Titolo della mostra al Padiglione Messicano è Hasta que los cantos broten.

Artisti: Mariana Castillo Deball, Naomi Rincón Gallardo, Fernando Palma Rodríguez y Santiago Borja.
Curatori: Catalina Lozano y Mauricio Marcin
Sede: Padiglione Messicano, Arsenale - Venezia

Comunicato Stampa del Padiglione Messicano alla 59° Biennale di Venezia

L'Istituto Nazionale di Belle Arti e Letterature (INBAL), che fa parte del Ministero di Cultura del Governo del Messico, annuncia il progetto che rappresenterà il ns paese alla 59a Biennale Internazionale d'Arte di Venezia.

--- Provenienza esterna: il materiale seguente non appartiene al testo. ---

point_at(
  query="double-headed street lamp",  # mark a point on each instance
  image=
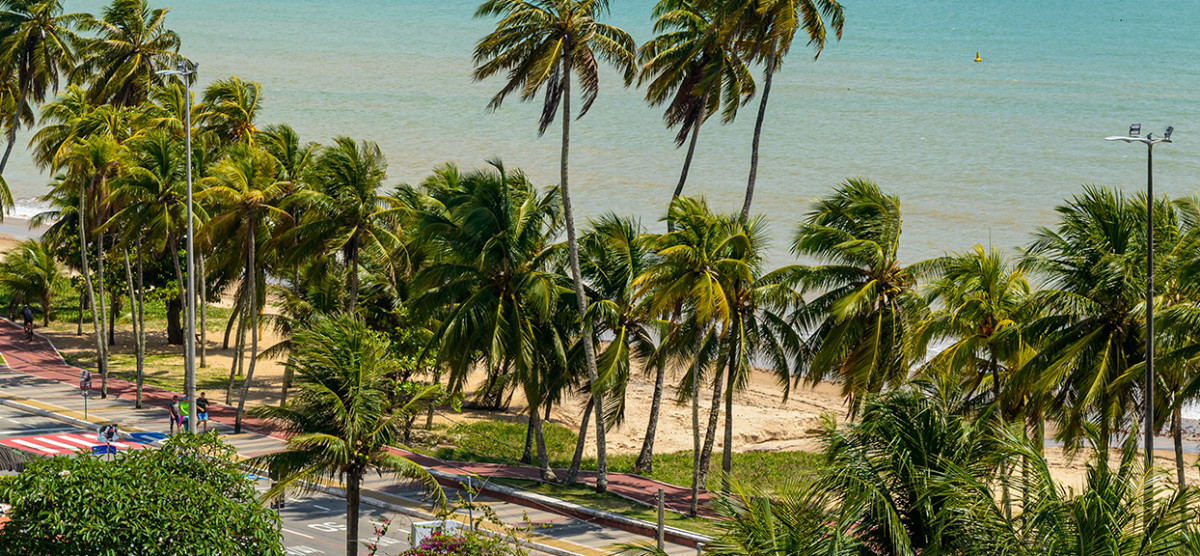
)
(1150, 141)
(185, 71)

La mostra intitolata Hasta que los cantos broten si svolgerà presso il Padiglione del Messico, dal 23 aprile al 27 novembre 2022. Sotto la curatela di Catalina Lozano e Mauricio Marcin, questa proposta offre a approccio collettivo, da una prospettiva decoloniale, riflettendo su visioni del mondo, tecnologie, territori e la riconfigurazione delle soggettività di genere. Gli artisti Mariana Castillo Deball, Naomi Rincón Gallardo, Fernando Palma Rodríguez e Santiago Borja Charles, offrire allegorie per immaginare una convivenza basata su complesse relazioni di reciprocità e rispetto. Costruire un paradigma che affronti il mistero del rigenerativo coesistenza delle culture più eterogenee, e non quella dell'esclusione dell'altro esseri viventi, umani e non.

Fino alla primavera delle canzoni si propone di guardare ai modi in cui gli artisti di generazioni diverse avvicinarsi a forme di conoscenza che non sono state colonizzate dall'episteme moderna, esistendo nella resistenza, e attualizzandosi per affermare modi opposti e alternativi di vita alla visione antropocentrica modellata dal principio univoco e univoco di progresso. Nella prospettiva decoloniale condivisa dai quattro artisti del progetto, la loro la ricerca offre una visione diversificata delle pratiche tematiche e delle matrici concettuali che caratterizzano la scena artistica contemporanea in Messico oggi.

La giuria invitata che ha selezionato questa proposta curatoriale era composta da: Carmen Cuenca, direttore esecutivo di INSITE; Amanda de la Garza, direttore generale dell'Università Museo d'Arte Contemporanea e Dipartimento di Arti Visive, della National Università Autonoma del Messico; Pablo León de la Barra, Curator at Large, America Latina al Museo e Fondazione Salomon R. Guggenheim, Patricia Sloane, indipendente curatore e membro del Patronato de Arte Contemporáneo, AC; e la dottoressa Lucina Jiménez, direttore generale dell'INBAL.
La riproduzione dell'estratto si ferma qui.